Zacharia is currently serving as acting director of the new Computational Center for Industrial Innovation in ORNL's Center for Computational Sciences (CCS). This new center will be a focal point for ORNL's interaction with industry on high-performance computing.
Zacharia is also ORNL's representative to the Supercomputing for Automotive Applications Partnership (SCAAP) of the U.S. Consortium on Automotive Research (USCAR). Other representatives on this committee are from Chrysler, Ford, General Motors, and from Argonne, Lawrence Livermore, Los Alamos, and Sandia national laboratories.
USCAR is one of the chief participants in the Clean Car Initiative announced by President Clinton in 1993. The goal of this initiative is to design new cars that emit less pollution and are safer and more efficient than current vehicles.
"ORNL is a leader in using massively parallel supercomputing both for simulating car crashes and modeling materials and for manufacturing processes for cars," Zacharia says. "The information generated can be used to analyze the efficiency and safety of new car designs for the automotive industry."
Zacharia, who came to ORNL seven years ago to do process modeling, first used parallel computers to model the impacts of dropping or crushing a radioactive waste container during a truck or train crash. Zacharia then showed that the same code could be used to simulate the results of car crashes.

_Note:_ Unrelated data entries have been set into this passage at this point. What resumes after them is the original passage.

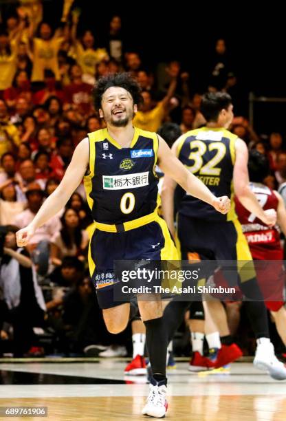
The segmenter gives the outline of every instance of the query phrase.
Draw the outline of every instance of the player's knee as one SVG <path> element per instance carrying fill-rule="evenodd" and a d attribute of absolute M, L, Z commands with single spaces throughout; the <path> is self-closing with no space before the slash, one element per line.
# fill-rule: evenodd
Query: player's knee
<path fill-rule="evenodd" d="M 119 323 L 118 321 L 115 323 L 115 321 L 110 321 L 107 323 L 106 322 L 105 325 L 109 333 L 116 334 L 124 330 L 127 325 L 127 322 L 128 321 L 120 321 Z"/>

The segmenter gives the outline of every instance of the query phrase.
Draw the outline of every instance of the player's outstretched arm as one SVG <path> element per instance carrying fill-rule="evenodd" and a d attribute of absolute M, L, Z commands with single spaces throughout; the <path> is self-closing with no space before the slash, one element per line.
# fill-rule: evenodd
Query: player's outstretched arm
<path fill-rule="evenodd" d="M 278 191 L 274 191 L 274 195 L 278 199 L 277 224 L 281 231 L 286 235 L 286 208 L 283 197 Z"/>
<path fill-rule="evenodd" d="M 265 213 L 250 189 L 248 162 L 248 147 L 243 140 L 238 138 L 235 142 L 235 162 L 233 169 L 234 193 L 248 210 L 267 225 L 274 225 L 276 221 L 275 210 L 272 209 L 272 212 Z"/>
<path fill-rule="evenodd" d="M 199 178 L 184 166 L 160 136 L 159 136 L 158 164 L 167 176 L 174 180 L 192 196 L 208 203 L 221 213 L 227 213 L 230 210 L 230 201 L 228 197 L 227 196 L 216 197 Z M 166 180 L 168 181 L 168 178 Z"/>
<path fill-rule="evenodd" d="M 32 222 L 17 232 L 16 236 L 19 247 L 26 246 L 35 230 L 65 206 L 87 171 L 89 154 L 89 141 L 87 138 L 76 147 L 60 184 L 44 202 Z"/>

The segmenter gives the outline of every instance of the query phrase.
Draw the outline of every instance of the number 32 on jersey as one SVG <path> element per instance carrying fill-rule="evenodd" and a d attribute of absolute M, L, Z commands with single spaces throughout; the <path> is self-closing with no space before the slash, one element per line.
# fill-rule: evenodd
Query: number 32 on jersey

In car-crash analyses at ORNL, the processors calculate the local deformation and energy absorbed during a car crash for each of 56,000 points, or finite elements. These include 3,000 spot welds as well as 248 different structural materials. Zacharia, his research group, and Ross Toedte of the CCS Visualization Laboratory at ORNL have produced colorful still and animated images of smashed cars, showing the dramatic impacts of collisions.
Zacharia says he and scientists from other DOE national laboratories are working on developing the next-generation computer codes for car-crash analysis and engine combustion analysis.
This work is being supported by the Basic Energy Sciences section of DOE's Office of Energy Research.
ORNL, one of the DOE's multiprogram research laboratories, is managed by Martin Marietta Energy Systems, which also manages the Oak Ridge K-25 Site and the Oak Ridge Y-12 Plant.